Password Management
Passwords are less-secure than private keys, however they may be the best option for your infrastructure. If you have passwords enabled, users only have to manage those passwords, rather than private keys. Once a user signs in and retrieves a token, they can send permissioned queries and transactions without having to worry about signatures.
Password Settings
There are several settings that are used to handle passwords and tokens. Two of the main settings are:
fdb-pw-auth-enable
: by default this is true
.
fdb-pw-auth-secret
: this can be any string.
Once we ensure these settings are how we like them, we can start our Fluree instance.
Passwords API
There are three API endpoints associated with passwords - generate, renew, and login.
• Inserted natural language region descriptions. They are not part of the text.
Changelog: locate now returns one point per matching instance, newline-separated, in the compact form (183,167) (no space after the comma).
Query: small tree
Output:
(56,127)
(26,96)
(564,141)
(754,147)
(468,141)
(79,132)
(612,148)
When you generate a password, a new auth record is created in your given ledger. For example:
[{
"_id": 105553116267496,
"_auth/id": "Tf9Sn7cR3dRpdVJYXiRYY2TeNhJLpb2eLDS",
"_auth/salt": "371299876ee3328b4cd72dc3e25f3b0d",
"_auth/type": "password-secp256k1"
}]
The salt, the normalized password, and the fdb-pw-auth-secret
are all used to
regenerate the private key, and sign a request on behalf of the user.
When you generate
, renew
, or login
, the response is a token, which then
can be used in any subsequent request as authorization by placing the token the
Authorization header: Headers: { Authorization: "Bearer TOKEN-HERE" }
. For
an implemention example refer to the Comic Store
repo located in the Fluree Developer Hub.